For some, like Dischler and Rabasa, the passion that blooms into a pop-up is found in the kitchen, through years of working various positions and discovering interests and tastes that eventually flourish into a business. Yet for others, inspiration is found in more unlikely places. Orlando Vega, one-half responsible for the hugely popular mainstay at the Hi-Ho Lounge, Congreso Cubano, credits his entry into the business to noticing a burgeoning interest in Latin food, but an absence of respectable eateries. “Upon moving to New Orleans, I became saddened by the way that the historic links between Cuba and New Orleans had fallen by the wayside. For a while there, in the 18th century, New Orleans was basically North Havana. I found myself in a unique position to treat some homesickness and explore those connections further in a way that my friends could get excited about.” With little kitchen experience, Vega teamed up with long-time friend and experienced cook Rick Ostry to recreate their grandmothers’ traditional Cuban recipes, adding modern and unique twists to them. In this sense, the pop-up was born out of a motivation to educate and to share with people the long, rich and important history of a cuisine that was seemingly lacking in the city.  

From a dining perspective, it is clear that the pop-up dynamic is bringing new flavors and experiences to New Orleans. The past decade has seen a serious resurgence in ethnic cuisine, and pop-ups have had a lot to do with that. From Congreso Cubano to Lagos (at St.
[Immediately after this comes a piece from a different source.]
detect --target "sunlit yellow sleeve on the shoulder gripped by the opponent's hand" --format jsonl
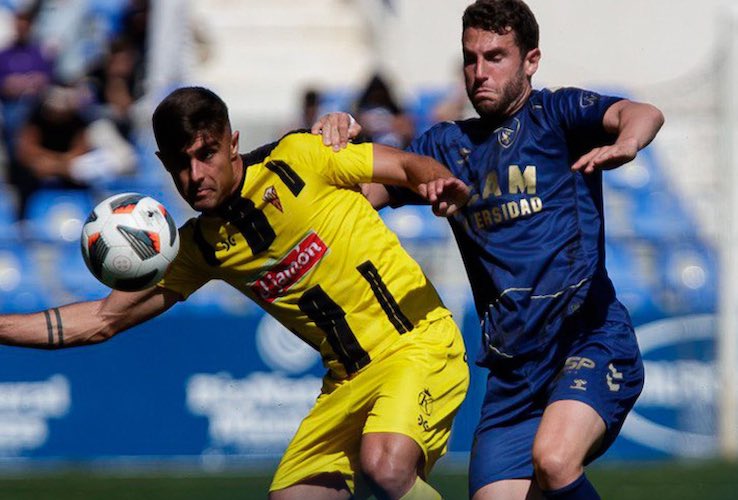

Roch Market) to Seoul Shack, ethnic cuisines are being celebrated, enjoyed and supported throughout the city—a testament to the public’s enthusiasm for trying new flavors and discovering new types of food. “I think this city is experiencing an ‘ethnic overhaul.’ Slowly, the Vietnamese places have crept over from the Westbank, and we are seeing more and more places open up serving unheard-of cuisine from all over the world,” said Dischler of Chilango NOLA. Like the famous food-truck lots in Portland or Austin, places like St. Roch Market and the increasing number of gastronomic events and gatherings are becoming educational hotspots for food. They are places where customers leave with not just full stomachs and satisfied palates, but also a sense of appreciation for the food they ate and an insight into its deeply rooted history.

With an ever-increasing number of pop-ups making their way to bars, communal spaces and restaurants, it’s safe to say that the concept is gaining traction. This past May, Propeller: A Force for Social Innovation (a co-working space and start-up incubator that focuses on social issues and provides a network for hopeful entrepreneurs) held its annual Propeller Pop event, featuring food from over ten different pop-ups, stretching across all corners of the globe, from Mexico to Burma. Attracting a huge turnout, the event was a testament to the potential for smaller, niche types of cuisine that is at the forefront of the burgeoning pop-up movement. Adding to this, more and more ex-pop-ups are realizing their dream and becoming full restaurants—Pizza Delicious, and Milkfish, to name a two. These are restaurants whose success is rooted in the following they acquired and the community support they received initially as pop-ups. With this transformation, the potential for chefs, culinary enthusiasts, bartenders and diners is seemingly endless. 

Today, social media and the internet serve as crucial platforms on which to connect and create, allowing anyone dedicated and determined enough to realize their dreams. “I think the internet has become an essential tool for the way we deal with and think about food. Anything from Yelp, to using Twitter or Instagram, to updating our following about what is going on—it all helps us maintain a rapport with the customer that would otherwise be harder to maintain,” says Dischler of Chilango.  

With the rise of these new concepts, it’s safe to say that New Orleans is emerging as a hub for creative, modern, and alternative dining experiences. The increasing number of food-focused events and programs—such as the Eat Local Challenge, Dinner Lab, GrowDat Youth Farm, and Top Box Foods—makes the future appear optimistic for food education and celebration. Hopefully, the future will also be one in which good, quality food is not a luxury but a norm, and in which our relationship to our food can be felt and understood by those on both sides of the table.